= Edwin Dyke =

English clergyman and cricketer

Edwin Francis Dyke (27 September 1842 – 26 August 1919) was an English clergyman and cricketer who played first-class cricket for Cambridge University in 1864 and 1865 and for Marylebone Cricket Club in 1866. He was born in London and died at Maidstone, Kent.

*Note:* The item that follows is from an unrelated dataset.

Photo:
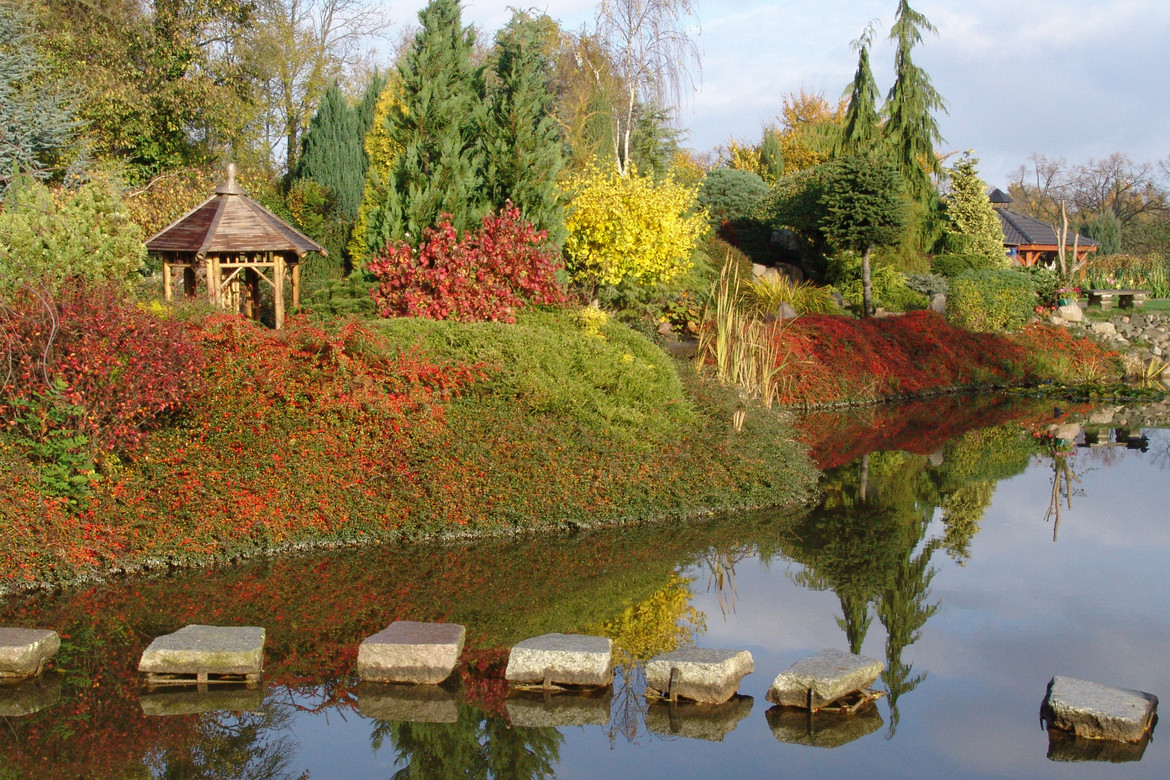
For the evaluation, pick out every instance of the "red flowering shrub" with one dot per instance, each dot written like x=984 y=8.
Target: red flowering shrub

As a cricketer, Dyke was a right-handed lower-order batsman and a left-arm medium pace bowler. It was as a bowler that he made an immediate impression in his only first-class match of 1864: he took 10 Marylebone Cricket Club wickets for 41 runs in the game, including 6 for 14 in the second innings. He was unable to repeat this success in four first-class games for Cambridge in 1865: these included the University match against Oxford University in which he took a single wicket and failed to score in either innings. His single game for MCC in 1866 was his most successful with the bat, with a score of 46 in the second innings.

==Family and career==
Dyke came from a cricketing family: his uncle was Herbert Jenner who captained Cambridge in the first official University match, and the long-lived Herbert Jenner-Fust was a cousin, as was Charles Nepean. He was educated at Eton College and Trinity Hall, Cambridge.

After graduation, Dyke was ordained in the Church of England; he was a curate at Crayford and West Wickham and then vicar at Orpington before moving to Maidstone from 1883 to 1896. From 1896 to 1916 he was rector of Mersham in Kent and he was an honorary canon of Canterbury Cathedral from 1892 to his death in 1919.